It is far easier to be productive when you are connected to the Internet. Even if you are writing or coding or doing some activity that does not require an online connection, you often need to research something or search your e-mail archive. And even if you are purposely going without a connection (to focus on your task, for example), you ought to be backing up to a cloud semi-regularly. In other words: it can be really annoying to lose your Internet connection or be somewhere without it.
I often observe this secondhand—my wife spends much of her working day commuting. Last week, I observed it firsthand when my commuter train’s engine died, and they shut off power to conserve energy.
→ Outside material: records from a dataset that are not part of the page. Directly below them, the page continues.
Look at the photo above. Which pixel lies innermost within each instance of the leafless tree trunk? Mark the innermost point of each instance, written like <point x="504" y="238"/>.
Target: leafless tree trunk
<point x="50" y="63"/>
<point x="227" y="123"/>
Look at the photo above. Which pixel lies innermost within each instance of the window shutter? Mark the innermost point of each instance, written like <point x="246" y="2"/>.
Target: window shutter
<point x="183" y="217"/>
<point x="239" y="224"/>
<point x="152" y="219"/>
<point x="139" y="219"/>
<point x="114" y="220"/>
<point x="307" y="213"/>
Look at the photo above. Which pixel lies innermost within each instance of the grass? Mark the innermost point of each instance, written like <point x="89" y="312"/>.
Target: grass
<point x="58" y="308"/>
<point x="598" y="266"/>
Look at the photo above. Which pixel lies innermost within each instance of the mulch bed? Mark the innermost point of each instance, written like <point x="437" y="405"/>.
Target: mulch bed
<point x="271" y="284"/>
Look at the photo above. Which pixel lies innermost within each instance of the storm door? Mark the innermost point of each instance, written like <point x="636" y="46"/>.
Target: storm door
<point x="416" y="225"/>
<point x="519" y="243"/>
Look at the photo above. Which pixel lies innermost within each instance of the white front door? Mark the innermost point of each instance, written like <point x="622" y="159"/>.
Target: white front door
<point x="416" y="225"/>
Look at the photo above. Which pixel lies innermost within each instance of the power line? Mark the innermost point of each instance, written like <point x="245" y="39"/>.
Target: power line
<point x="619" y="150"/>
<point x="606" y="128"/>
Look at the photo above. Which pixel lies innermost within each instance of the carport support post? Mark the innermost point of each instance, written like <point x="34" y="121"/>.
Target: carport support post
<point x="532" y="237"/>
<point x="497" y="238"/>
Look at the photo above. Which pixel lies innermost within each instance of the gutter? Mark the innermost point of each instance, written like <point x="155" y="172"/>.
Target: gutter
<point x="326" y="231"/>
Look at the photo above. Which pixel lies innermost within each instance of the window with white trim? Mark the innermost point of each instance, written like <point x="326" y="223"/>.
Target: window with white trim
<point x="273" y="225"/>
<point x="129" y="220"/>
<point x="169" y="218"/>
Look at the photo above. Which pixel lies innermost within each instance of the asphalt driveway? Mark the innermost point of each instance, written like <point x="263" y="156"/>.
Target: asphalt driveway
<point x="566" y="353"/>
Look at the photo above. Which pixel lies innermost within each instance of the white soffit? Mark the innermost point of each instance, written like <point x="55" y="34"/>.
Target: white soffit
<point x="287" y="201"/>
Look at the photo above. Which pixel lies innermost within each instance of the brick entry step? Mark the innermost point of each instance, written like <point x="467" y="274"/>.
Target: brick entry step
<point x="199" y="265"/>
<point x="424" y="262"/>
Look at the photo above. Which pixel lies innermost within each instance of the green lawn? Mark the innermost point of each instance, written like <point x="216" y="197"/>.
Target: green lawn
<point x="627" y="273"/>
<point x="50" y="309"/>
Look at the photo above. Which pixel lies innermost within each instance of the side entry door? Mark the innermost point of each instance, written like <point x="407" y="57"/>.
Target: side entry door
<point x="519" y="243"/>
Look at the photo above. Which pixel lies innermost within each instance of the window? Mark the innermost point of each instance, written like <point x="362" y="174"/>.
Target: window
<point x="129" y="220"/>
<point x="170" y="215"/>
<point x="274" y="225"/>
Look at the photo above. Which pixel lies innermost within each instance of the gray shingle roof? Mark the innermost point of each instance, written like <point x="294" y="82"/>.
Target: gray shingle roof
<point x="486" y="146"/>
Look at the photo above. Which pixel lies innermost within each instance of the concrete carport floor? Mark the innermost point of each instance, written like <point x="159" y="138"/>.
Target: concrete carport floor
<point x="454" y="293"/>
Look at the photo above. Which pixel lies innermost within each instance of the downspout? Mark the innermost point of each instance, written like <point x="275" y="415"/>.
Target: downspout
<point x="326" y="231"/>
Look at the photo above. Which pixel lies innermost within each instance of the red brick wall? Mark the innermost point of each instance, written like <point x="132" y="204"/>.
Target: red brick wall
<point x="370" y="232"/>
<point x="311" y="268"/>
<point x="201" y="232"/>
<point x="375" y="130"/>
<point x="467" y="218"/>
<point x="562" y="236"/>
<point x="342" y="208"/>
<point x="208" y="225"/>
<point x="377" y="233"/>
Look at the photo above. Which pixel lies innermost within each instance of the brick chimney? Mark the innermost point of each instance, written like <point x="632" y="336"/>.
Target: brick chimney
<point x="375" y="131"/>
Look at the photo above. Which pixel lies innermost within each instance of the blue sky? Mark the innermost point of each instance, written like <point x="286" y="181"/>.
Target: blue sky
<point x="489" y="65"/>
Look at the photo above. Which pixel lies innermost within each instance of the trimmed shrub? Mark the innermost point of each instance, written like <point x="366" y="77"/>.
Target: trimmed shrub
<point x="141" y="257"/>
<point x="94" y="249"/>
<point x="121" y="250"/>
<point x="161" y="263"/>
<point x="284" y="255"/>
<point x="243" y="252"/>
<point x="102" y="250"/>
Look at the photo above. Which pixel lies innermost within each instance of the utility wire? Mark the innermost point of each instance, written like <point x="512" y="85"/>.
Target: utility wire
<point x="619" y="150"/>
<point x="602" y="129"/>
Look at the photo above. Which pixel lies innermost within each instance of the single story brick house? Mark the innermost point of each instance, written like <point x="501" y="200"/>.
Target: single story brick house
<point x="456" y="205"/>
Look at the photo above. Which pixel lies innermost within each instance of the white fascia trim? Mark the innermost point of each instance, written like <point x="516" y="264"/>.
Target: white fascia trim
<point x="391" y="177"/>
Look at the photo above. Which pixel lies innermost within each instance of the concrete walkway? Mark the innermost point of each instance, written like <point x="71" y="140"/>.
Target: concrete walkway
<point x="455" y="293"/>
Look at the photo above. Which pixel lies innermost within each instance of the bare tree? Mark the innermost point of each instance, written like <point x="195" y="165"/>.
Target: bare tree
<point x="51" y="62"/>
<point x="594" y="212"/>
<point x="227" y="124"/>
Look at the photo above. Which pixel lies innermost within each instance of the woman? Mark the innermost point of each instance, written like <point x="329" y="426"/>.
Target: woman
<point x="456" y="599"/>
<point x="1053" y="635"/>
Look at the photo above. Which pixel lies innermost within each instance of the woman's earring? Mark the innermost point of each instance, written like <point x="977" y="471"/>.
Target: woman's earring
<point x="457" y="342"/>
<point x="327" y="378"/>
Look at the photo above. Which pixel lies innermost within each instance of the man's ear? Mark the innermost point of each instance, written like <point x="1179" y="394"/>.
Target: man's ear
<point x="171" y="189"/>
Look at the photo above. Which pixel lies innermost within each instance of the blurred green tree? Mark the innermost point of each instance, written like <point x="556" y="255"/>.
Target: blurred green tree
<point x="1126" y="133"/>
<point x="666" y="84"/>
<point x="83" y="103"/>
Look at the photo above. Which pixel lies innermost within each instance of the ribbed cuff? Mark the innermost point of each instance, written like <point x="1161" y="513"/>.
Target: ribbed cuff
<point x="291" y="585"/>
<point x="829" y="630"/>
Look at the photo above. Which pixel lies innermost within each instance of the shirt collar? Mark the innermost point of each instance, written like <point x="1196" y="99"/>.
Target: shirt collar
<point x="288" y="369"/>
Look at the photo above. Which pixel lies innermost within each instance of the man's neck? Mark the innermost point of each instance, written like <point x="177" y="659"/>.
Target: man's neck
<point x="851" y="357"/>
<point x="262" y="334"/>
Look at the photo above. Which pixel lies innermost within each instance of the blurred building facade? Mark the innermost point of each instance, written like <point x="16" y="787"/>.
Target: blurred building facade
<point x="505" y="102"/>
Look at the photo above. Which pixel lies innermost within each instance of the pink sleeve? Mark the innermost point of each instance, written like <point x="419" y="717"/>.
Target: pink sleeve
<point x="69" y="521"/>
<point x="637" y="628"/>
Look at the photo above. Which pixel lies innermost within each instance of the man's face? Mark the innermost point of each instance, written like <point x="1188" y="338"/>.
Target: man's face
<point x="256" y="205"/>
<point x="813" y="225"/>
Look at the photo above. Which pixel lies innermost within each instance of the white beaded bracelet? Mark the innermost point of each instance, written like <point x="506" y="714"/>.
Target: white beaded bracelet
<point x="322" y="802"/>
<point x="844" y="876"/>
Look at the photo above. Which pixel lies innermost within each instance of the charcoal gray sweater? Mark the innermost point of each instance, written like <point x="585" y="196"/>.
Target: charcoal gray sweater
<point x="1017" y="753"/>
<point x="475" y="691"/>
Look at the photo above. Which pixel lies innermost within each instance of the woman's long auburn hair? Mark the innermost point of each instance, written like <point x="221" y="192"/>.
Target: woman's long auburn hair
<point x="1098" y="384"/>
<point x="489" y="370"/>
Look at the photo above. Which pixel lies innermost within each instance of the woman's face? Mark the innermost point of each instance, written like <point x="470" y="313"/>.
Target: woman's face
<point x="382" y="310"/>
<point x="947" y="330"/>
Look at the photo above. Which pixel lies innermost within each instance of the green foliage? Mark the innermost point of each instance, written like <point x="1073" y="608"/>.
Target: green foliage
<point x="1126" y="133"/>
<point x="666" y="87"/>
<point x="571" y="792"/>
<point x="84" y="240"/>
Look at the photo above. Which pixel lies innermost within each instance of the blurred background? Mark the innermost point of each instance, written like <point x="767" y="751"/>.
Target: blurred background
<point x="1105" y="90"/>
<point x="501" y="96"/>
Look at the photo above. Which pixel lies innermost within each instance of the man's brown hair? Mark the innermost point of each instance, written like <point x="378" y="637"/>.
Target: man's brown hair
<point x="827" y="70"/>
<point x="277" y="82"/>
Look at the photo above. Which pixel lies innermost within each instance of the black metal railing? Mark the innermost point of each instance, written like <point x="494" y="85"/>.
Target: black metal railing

No electricity, no Internet, and the delay was going to be upwards of an hour.
I panicked. My Kindle and phone batteries were low.
I noticed that all of the commuters were either complaining to each other or to their phones. “I hate the commuter rail! It always does this!” or “I have no idea what I pay taxes for!” or “Will there be refunds?”
Except for the elderly couple who were perfectly content just looking outside at the trees and occasionally talking. I suspect (but don’t know) that they do not have cell phones, laptops, or tablets. And I also suspect that they expect far less of technology than we do.
That couple probably did not understand when the man sitting behind them yelled “it’s a miracle!” when the train started moving again.
The miracle isn’t that the train was fixed—the miracle is that the train works in the first place.
I remembered the pencils and sketch paper in my bag, and the couple projects swimming around in my head that I had not yet thought through yet. It was the perfect time for a brainstorm, a couple nonsensical doodles, and a cursory outline for a blog post.